I have a function similar to the following:

[MethodImpl(MethodImplOptions.AggressiveInlining)]
public void SetVariable<T>(T newValue) where T : struct {
    // I know by this point that T is blittable (i.e. only unmanaged value types)

    // varPtr is a void*, and is where I want to copy newValue to
    *varPtr = newValue; // This won't work, but is basically what I want to do
}

I saw Marshal.StructureToIntPtr(), but it seems quite slow, and this is performance-sensitive code. If I knew the type T I could just declare varPtr as a T*, but... Well, I don't.

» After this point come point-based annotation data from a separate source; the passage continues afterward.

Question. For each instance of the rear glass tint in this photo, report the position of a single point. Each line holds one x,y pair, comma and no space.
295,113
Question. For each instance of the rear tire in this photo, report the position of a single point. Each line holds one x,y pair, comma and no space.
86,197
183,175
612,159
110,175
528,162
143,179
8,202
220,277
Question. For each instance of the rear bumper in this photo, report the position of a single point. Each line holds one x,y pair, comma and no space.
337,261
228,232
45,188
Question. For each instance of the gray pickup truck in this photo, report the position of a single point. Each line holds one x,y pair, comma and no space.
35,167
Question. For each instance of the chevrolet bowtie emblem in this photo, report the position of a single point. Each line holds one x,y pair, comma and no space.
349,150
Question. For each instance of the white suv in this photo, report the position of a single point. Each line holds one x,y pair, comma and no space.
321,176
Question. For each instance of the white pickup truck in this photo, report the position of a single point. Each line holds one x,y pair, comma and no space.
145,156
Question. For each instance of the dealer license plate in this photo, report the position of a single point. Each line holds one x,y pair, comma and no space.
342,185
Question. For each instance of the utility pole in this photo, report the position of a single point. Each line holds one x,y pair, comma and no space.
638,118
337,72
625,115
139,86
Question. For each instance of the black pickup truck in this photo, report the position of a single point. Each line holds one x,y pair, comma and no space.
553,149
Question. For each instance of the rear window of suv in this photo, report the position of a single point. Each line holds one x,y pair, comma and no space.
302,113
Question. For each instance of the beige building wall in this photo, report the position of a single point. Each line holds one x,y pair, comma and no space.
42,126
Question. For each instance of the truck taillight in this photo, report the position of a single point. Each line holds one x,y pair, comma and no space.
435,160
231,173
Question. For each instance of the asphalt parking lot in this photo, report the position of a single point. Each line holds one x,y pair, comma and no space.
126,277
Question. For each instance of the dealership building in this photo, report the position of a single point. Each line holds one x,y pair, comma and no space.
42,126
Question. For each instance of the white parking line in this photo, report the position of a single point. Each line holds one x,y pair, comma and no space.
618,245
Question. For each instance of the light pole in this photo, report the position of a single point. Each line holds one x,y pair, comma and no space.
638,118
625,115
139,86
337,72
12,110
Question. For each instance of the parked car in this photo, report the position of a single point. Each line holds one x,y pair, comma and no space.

Either way, I'm after the fastest possible way to do this. 'Safety' is not a concern: By this point in the code, I know that the size of the struct T will fit exactly in to the memory pointed to by varPtr.

Solution

One answer is to reimplement native memcpy instead in C#, making use of the same optimizing tricks that native memcpy attempts to do. You can see Microsoft doing this in their own source. See the Buffer.cs file in the Microsoft Reference Source:

     // This is tricky to get right AND fast, so lets make it useful for the whole Fx.
     // E.g. System.Runtime.WindowsRuntime!WindowsRuntimeBufferExtensions.MemCopy uses it.
     internal unsafe static void Memcpy(byte* dest, byte* src, int len) {

        // This is portable version of memcpy. It mirrors what the hand optimized assembly versions of memcpy typically do.
        // Ideally, we would just use the cpblk IL instruction here. Unfortunately, cpblk IL instruction is not as efficient as
        // possible yet and so we have this implementation here for now.

        switch (len)
        {
        case 0:
            return;
        case 1:
            *dest = *src;
            return;
        case 2:
            *(short *)dest = *(short *)src;
            return;
        case 3:
            *(short *)dest = *(short *)src;
            *(dest + 2) = *(src + 2);
            return;
        case 4:
            *(int *)dest = *(int *)src;
            return;
        ...

Its interesting to note that they natively implement memcpy for all sizes up to 512; most of the sizes use pointer aliasing tricks to get the VM to emit instructions that operate on differing sizes. Only at 512 do they finally drop into invoking the native memcpy:

        // P/Invoke into the native version for large lengths
        if (len >= 512)
        {
            _Memcpy(dest, src, len);
            return;
        }

Presumably, native memcpy is even faster since it can be hand optimized to use SSE/MMX instructions to perform the copy.